Abstract

Background. The left atrial transport function recovers slowly over several months after the maze procedure (Maze), but remains at a low level even during the long-term postoperative period. Because the Maze leaves an insufficient left atrial transport function, patients may still be prone to thromboembolism after the Maze. The radial incision approach (Radial) has been shown to preserve greater atrial transport function than does the Maze in the early postoperative period. Methods. To examine the serial change in the atrial transport function after the Radial, out of 32 patients who underwent the Radial, 15 patients were assessed by transthoracic Doppler echocardiography 1, 3, 6, and 12 months after surgery. The atrial filling fraction and peak A/E velocity ratio were determined from the flow-velocity spectra across the mitral and tricuspid valves. The incidence of thromboembolic events was examined in 21 patients who were followed for more than 3 months after the Radial. The data were compared with data obtained from 13 patients after (41 ± 6 months) the Maze III procedure. Results. The left atrial transport function after the Radial increased within 3 months to a significantly greater level than did that after the Maze in the long-term. The atrial filling fraction was 28.2% ± 7.9% at 3 months after the Radial and 15.1% ± 4.0% at 41 months after the Maze ( p < 0.01).
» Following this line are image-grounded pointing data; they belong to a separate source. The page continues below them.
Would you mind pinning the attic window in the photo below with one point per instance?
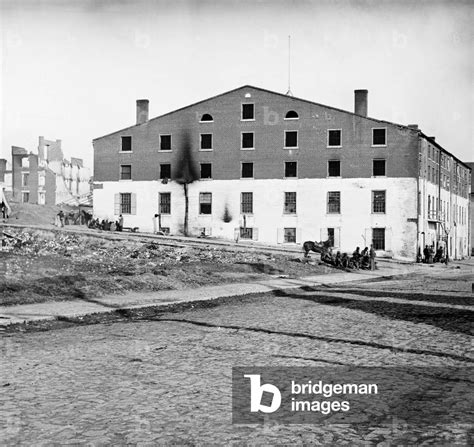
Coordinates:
(206, 118)
(291, 115)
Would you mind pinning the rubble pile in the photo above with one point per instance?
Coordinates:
(112, 252)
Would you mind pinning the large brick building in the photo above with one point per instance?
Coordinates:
(278, 169)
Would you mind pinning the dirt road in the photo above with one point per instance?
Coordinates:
(166, 379)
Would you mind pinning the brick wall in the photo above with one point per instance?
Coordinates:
(356, 153)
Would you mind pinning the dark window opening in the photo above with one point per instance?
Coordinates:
(378, 238)
(378, 167)
(379, 137)
(247, 170)
(126, 144)
(165, 203)
(334, 168)
(207, 117)
(291, 115)
(334, 202)
(291, 138)
(334, 138)
(248, 112)
(290, 168)
(205, 203)
(125, 203)
(206, 170)
(289, 235)
(125, 172)
(165, 170)
(290, 203)
(206, 141)
(378, 201)
(246, 203)
(165, 142)
(247, 140)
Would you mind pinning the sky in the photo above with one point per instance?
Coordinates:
(73, 69)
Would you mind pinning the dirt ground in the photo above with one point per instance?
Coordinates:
(38, 266)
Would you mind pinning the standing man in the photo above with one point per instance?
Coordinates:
(120, 223)
(372, 258)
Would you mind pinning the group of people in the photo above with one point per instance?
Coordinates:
(358, 260)
(4, 210)
(106, 224)
(430, 255)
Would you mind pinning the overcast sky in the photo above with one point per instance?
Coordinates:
(72, 69)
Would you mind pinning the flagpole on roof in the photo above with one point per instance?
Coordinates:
(289, 93)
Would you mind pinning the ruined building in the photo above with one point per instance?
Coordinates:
(281, 170)
(46, 177)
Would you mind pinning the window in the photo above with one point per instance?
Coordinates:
(247, 140)
(246, 203)
(126, 144)
(125, 203)
(331, 237)
(291, 115)
(248, 111)
(289, 235)
(290, 203)
(165, 203)
(290, 168)
(378, 238)
(334, 168)
(206, 141)
(378, 201)
(165, 142)
(205, 203)
(247, 170)
(378, 168)
(125, 172)
(206, 118)
(334, 138)
(246, 233)
(291, 139)
(206, 170)
(379, 137)
(334, 202)
(165, 170)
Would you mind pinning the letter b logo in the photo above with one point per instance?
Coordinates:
(256, 393)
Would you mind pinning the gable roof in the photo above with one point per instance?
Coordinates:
(402, 126)
(258, 89)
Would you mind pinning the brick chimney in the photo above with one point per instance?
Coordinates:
(360, 102)
(142, 111)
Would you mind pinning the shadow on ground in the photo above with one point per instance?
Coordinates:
(453, 320)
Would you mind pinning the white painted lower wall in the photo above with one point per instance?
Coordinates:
(355, 222)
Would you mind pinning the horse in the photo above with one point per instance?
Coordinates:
(317, 247)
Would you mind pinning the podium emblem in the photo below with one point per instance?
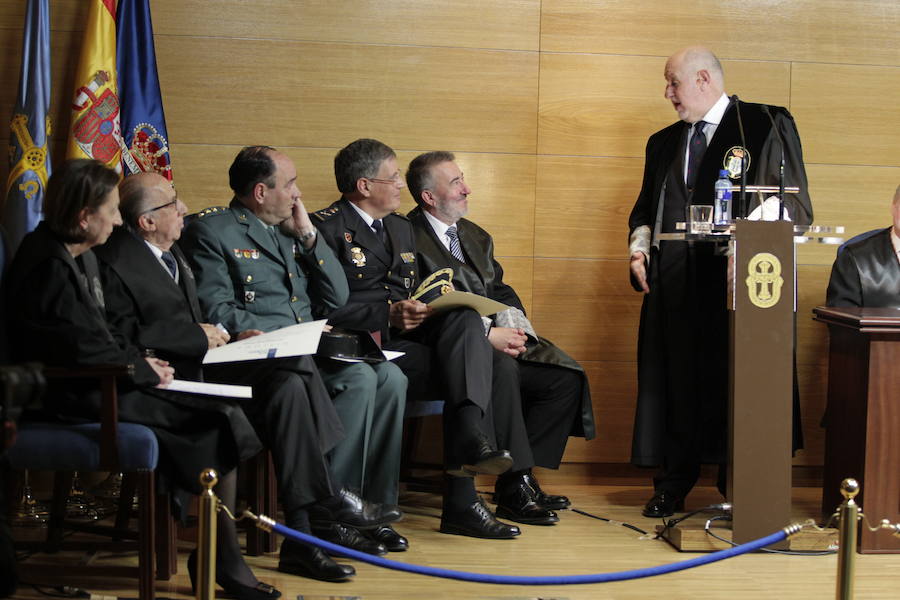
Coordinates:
(764, 280)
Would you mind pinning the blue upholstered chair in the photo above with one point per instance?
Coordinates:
(105, 446)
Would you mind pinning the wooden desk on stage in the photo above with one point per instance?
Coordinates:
(863, 416)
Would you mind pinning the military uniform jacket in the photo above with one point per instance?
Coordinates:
(247, 280)
(866, 273)
(377, 276)
(148, 307)
(483, 275)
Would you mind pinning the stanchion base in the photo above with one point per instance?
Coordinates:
(695, 539)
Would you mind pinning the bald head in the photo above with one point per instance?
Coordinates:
(694, 82)
(151, 208)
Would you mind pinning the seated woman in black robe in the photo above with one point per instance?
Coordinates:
(56, 316)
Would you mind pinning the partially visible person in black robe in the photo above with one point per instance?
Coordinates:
(866, 271)
(55, 316)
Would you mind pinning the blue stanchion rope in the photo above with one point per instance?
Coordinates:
(536, 580)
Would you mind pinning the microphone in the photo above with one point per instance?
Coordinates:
(765, 109)
(737, 106)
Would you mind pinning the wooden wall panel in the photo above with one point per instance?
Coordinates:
(857, 197)
(512, 25)
(326, 95)
(846, 113)
(603, 105)
(831, 31)
(583, 205)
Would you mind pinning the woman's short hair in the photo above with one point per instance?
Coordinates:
(78, 184)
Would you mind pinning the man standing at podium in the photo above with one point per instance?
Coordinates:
(683, 344)
(866, 271)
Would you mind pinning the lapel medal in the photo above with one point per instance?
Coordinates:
(357, 256)
(732, 162)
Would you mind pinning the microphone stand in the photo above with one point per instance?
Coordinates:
(744, 207)
(765, 109)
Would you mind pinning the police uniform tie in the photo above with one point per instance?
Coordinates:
(455, 248)
(696, 150)
(378, 226)
(169, 261)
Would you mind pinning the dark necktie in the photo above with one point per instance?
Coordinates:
(696, 150)
(378, 226)
(169, 260)
(455, 248)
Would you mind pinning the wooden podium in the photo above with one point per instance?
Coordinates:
(863, 416)
(762, 303)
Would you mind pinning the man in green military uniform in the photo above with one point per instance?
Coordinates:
(260, 266)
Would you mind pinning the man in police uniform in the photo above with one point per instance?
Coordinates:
(680, 420)
(260, 266)
(483, 408)
(554, 388)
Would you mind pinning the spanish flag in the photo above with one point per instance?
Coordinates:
(95, 129)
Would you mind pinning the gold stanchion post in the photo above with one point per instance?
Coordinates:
(849, 515)
(206, 537)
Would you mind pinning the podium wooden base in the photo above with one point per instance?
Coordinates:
(695, 539)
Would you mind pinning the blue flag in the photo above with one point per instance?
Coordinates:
(142, 119)
(29, 159)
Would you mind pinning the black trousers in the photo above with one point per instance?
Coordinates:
(448, 357)
(551, 402)
(294, 417)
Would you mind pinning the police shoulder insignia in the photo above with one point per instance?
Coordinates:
(327, 212)
(211, 211)
(357, 256)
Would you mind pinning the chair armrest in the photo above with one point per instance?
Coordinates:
(109, 408)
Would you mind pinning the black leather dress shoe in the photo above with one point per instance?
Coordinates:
(392, 540)
(234, 589)
(312, 562)
(349, 538)
(349, 509)
(663, 504)
(551, 501)
(516, 501)
(483, 459)
(477, 521)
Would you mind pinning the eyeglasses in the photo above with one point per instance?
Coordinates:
(149, 210)
(395, 180)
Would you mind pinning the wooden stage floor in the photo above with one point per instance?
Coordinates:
(576, 545)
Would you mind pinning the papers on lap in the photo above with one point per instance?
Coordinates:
(295, 340)
(457, 299)
(211, 389)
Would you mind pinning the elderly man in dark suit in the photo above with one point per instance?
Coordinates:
(151, 298)
(867, 272)
(556, 401)
(482, 415)
(680, 420)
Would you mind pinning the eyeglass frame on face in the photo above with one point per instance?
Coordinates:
(396, 179)
(170, 203)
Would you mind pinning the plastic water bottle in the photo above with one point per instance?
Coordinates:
(722, 210)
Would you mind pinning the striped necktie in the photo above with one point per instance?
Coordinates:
(455, 248)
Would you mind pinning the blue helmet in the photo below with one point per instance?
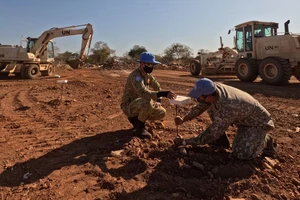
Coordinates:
(148, 57)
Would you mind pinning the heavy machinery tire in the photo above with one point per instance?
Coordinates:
(246, 69)
(49, 72)
(195, 67)
(32, 71)
(275, 71)
(296, 72)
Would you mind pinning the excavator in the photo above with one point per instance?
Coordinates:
(38, 55)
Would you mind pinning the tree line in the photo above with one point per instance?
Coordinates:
(101, 53)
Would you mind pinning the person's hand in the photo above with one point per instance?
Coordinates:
(157, 105)
(179, 141)
(171, 95)
(178, 120)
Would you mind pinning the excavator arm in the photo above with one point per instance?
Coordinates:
(41, 42)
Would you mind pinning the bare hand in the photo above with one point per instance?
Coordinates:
(157, 105)
(178, 120)
(179, 141)
(171, 95)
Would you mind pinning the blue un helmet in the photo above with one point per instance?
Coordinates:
(148, 57)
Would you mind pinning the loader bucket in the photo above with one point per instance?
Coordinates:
(75, 64)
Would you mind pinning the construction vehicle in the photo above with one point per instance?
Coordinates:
(263, 51)
(221, 61)
(38, 55)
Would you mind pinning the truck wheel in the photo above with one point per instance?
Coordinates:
(32, 71)
(275, 71)
(23, 72)
(246, 69)
(296, 72)
(195, 67)
(49, 72)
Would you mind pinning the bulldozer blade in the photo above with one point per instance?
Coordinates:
(75, 64)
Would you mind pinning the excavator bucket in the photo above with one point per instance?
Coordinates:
(75, 64)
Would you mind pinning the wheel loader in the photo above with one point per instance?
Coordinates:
(38, 55)
(263, 51)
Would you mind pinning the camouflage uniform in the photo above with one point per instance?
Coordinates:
(138, 100)
(236, 107)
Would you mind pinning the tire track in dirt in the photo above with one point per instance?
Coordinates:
(24, 110)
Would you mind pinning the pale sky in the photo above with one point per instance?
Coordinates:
(154, 24)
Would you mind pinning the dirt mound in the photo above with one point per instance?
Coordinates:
(73, 142)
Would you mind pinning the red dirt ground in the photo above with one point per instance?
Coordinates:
(54, 148)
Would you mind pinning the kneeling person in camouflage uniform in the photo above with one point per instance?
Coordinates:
(227, 106)
(139, 103)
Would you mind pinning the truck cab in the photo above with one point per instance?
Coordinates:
(246, 34)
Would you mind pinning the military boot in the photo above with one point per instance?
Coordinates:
(271, 147)
(133, 120)
(222, 141)
(140, 130)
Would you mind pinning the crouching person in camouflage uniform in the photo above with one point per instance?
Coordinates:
(140, 103)
(227, 106)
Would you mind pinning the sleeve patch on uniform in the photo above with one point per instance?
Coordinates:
(218, 121)
(138, 78)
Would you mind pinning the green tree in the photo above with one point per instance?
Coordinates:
(178, 51)
(136, 51)
(101, 53)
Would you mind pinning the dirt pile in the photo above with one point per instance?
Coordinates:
(74, 142)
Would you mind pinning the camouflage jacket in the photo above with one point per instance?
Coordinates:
(137, 86)
(233, 106)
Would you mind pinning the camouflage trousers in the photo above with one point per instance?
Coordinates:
(249, 142)
(144, 109)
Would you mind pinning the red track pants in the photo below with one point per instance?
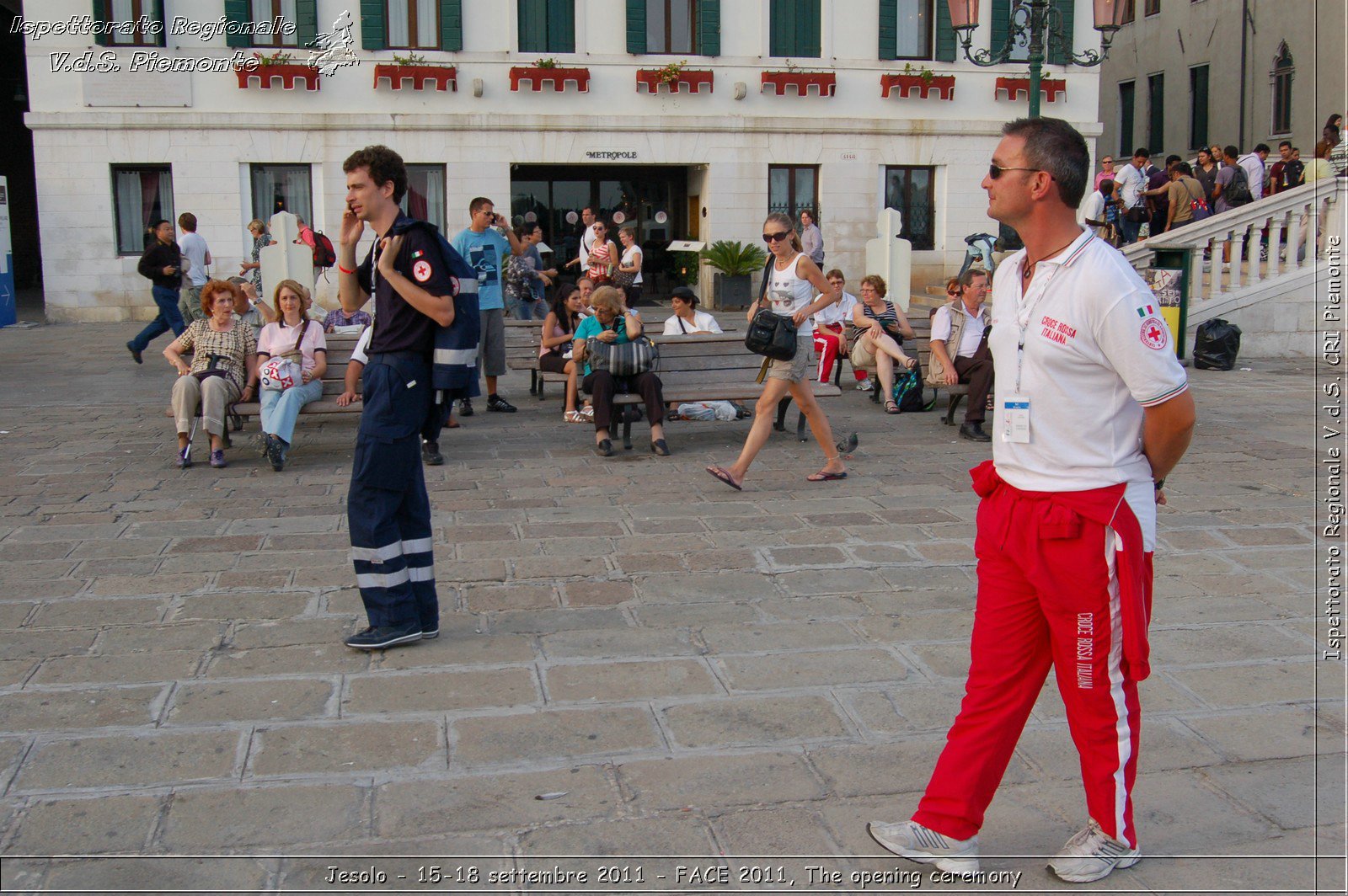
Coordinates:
(826, 341)
(1062, 583)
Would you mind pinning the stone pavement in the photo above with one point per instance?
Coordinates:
(696, 671)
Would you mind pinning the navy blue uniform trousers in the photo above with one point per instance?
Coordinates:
(388, 509)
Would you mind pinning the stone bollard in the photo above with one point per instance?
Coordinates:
(891, 258)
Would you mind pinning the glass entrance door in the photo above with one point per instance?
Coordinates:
(650, 199)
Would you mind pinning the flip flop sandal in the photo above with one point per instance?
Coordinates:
(725, 477)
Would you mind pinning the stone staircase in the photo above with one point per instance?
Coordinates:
(1274, 300)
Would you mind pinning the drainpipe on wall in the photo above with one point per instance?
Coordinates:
(1244, 19)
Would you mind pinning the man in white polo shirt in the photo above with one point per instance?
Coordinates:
(1092, 413)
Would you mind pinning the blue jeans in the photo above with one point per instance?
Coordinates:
(281, 408)
(168, 318)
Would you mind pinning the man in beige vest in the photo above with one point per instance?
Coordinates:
(960, 350)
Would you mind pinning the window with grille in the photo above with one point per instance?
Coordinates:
(671, 26)
(128, 20)
(1127, 111)
(910, 190)
(793, 189)
(425, 199)
(141, 195)
(282, 188)
(1199, 105)
(1282, 73)
(270, 11)
(413, 24)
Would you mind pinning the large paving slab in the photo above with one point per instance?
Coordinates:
(634, 659)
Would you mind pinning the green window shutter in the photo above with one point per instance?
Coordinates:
(637, 27)
(1068, 10)
(452, 24)
(561, 26)
(889, 29)
(709, 27)
(238, 13)
(372, 26)
(307, 22)
(1001, 18)
(794, 29)
(532, 26)
(945, 42)
(157, 13)
(809, 31)
(100, 15)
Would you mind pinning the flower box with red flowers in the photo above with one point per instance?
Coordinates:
(537, 76)
(422, 77)
(916, 85)
(267, 71)
(691, 78)
(1051, 88)
(821, 83)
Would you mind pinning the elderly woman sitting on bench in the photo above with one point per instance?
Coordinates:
(224, 363)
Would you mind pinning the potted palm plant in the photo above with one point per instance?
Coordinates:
(735, 264)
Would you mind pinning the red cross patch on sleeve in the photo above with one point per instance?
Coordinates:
(1154, 334)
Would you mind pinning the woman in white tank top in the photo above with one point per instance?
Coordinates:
(793, 280)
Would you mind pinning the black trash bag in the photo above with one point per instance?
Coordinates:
(1217, 345)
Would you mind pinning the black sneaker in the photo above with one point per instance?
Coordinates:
(377, 639)
(276, 453)
(974, 431)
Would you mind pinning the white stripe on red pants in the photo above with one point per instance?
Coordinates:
(1048, 596)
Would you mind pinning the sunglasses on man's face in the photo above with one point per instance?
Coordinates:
(995, 170)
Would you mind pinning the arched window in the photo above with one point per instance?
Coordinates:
(1284, 67)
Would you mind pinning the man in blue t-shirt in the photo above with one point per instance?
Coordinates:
(484, 244)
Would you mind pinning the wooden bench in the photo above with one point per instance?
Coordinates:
(708, 368)
(334, 383)
(921, 344)
(523, 337)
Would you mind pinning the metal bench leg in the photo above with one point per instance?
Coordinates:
(950, 408)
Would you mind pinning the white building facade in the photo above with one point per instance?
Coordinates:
(120, 146)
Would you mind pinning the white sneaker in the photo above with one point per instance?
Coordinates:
(923, 845)
(1092, 855)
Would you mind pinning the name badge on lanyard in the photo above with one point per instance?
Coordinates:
(1015, 418)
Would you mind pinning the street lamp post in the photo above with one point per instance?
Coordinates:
(1035, 24)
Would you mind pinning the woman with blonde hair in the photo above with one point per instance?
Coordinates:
(793, 280)
(611, 323)
(301, 340)
(880, 329)
(260, 240)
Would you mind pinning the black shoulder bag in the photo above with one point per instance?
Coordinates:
(770, 333)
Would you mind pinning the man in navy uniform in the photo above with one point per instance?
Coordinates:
(388, 512)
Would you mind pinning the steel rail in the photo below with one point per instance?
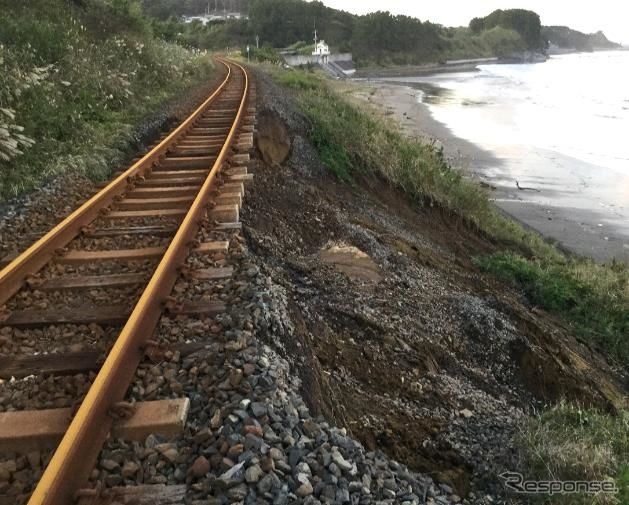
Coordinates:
(34, 258)
(72, 462)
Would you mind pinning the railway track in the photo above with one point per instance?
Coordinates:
(103, 280)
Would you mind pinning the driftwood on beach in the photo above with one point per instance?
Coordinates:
(523, 188)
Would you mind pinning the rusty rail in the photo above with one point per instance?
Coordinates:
(13, 276)
(71, 463)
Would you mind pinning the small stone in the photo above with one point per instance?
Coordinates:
(109, 464)
(340, 461)
(235, 475)
(170, 453)
(342, 495)
(235, 377)
(235, 451)
(113, 480)
(216, 420)
(254, 430)
(268, 482)
(276, 453)
(304, 490)
(254, 473)
(238, 493)
(34, 459)
(200, 467)
(258, 409)
(267, 464)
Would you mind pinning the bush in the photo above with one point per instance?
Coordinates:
(264, 54)
(73, 82)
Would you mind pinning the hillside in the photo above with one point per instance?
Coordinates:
(375, 39)
(77, 84)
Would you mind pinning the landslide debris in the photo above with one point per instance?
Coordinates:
(431, 361)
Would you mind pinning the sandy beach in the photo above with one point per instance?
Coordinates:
(584, 232)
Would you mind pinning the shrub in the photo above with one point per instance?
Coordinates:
(73, 82)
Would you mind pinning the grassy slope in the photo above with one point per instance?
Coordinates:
(594, 299)
(74, 83)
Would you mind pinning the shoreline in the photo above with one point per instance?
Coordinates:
(577, 231)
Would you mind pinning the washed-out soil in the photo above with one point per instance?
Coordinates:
(420, 355)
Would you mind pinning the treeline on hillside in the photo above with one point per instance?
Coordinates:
(378, 38)
(567, 38)
(163, 9)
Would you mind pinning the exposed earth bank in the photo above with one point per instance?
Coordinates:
(394, 333)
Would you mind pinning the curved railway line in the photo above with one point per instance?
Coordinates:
(112, 265)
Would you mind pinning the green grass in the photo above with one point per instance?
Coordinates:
(353, 140)
(568, 442)
(565, 442)
(75, 82)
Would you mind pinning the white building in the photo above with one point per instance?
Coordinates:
(322, 51)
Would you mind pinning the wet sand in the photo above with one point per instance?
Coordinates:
(582, 231)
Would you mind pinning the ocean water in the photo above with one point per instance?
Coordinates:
(561, 127)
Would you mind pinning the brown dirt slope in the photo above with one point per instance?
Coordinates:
(425, 357)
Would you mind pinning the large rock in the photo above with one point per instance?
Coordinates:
(272, 138)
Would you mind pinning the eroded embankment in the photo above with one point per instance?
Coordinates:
(402, 340)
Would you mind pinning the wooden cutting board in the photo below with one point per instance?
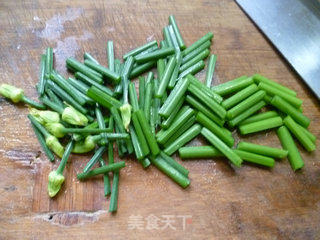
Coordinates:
(221, 202)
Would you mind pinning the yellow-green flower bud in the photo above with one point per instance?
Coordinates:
(11, 92)
(55, 181)
(72, 116)
(85, 146)
(54, 144)
(55, 129)
(125, 110)
(44, 117)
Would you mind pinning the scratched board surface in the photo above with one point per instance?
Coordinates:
(220, 203)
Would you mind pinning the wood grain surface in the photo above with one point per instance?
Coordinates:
(221, 202)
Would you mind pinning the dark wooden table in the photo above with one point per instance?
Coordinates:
(221, 203)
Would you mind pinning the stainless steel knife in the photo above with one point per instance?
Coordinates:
(293, 26)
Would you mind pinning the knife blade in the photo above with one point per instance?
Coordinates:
(293, 26)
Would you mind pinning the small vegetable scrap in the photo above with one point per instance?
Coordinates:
(100, 107)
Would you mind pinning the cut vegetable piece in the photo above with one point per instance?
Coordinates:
(148, 98)
(140, 135)
(163, 136)
(299, 134)
(204, 54)
(196, 52)
(161, 53)
(183, 139)
(288, 144)
(142, 86)
(66, 97)
(167, 122)
(43, 144)
(312, 137)
(153, 145)
(185, 127)
(175, 73)
(110, 54)
(106, 180)
(140, 49)
(76, 66)
(239, 96)
(89, 57)
(209, 102)
(167, 38)
(198, 43)
(294, 101)
(204, 88)
(193, 69)
(133, 97)
(42, 77)
(262, 150)
(136, 71)
(174, 164)
(222, 147)
(255, 158)
(166, 77)
(176, 94)
(210, 69)
(258, 79)
(113, 207)
(67, 87)
(97, 155)
(103, 71)
(90, 82)
(261, 125)
(285, 107)
(214, 128)
(102, 98)
(199, 152)
(170, 171)
(82, 87)
(260, 116)
(256, 107)
(101, 170)
(180, 41)
(136, 145)
(160, 68)
(173, 39)
(245, 104)
(101, 123)
(233, 85)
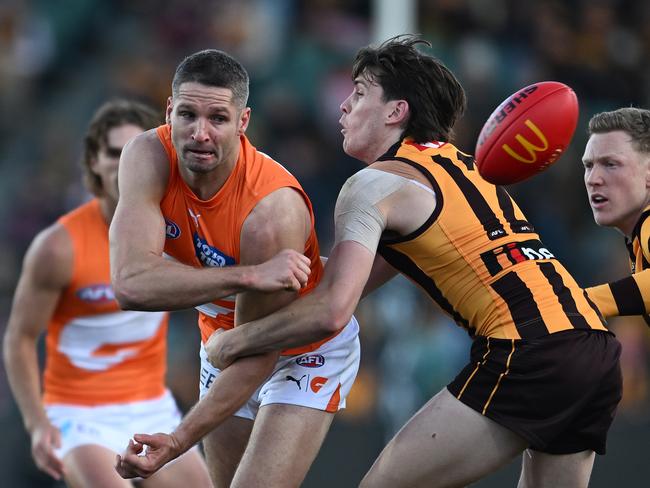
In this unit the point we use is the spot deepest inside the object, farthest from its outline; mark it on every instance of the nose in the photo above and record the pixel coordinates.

The peak A/E ratio was 0.52 ± 0.18 at 3 months after the Radial and 0.25 ± 0.07 at 41 months after the Maze ( p < 0.01). This increased atrial transport function was maintained for an extended period after the Radial. There were no thromboembolic events in any of the patients after the Radial or Maze, irrespective of postoperative anticoagulant therapy. Conclusions. The Radial approach prevents thromboembolism by restoring sufficient atrial transport function more effectively and faster than does the Maze.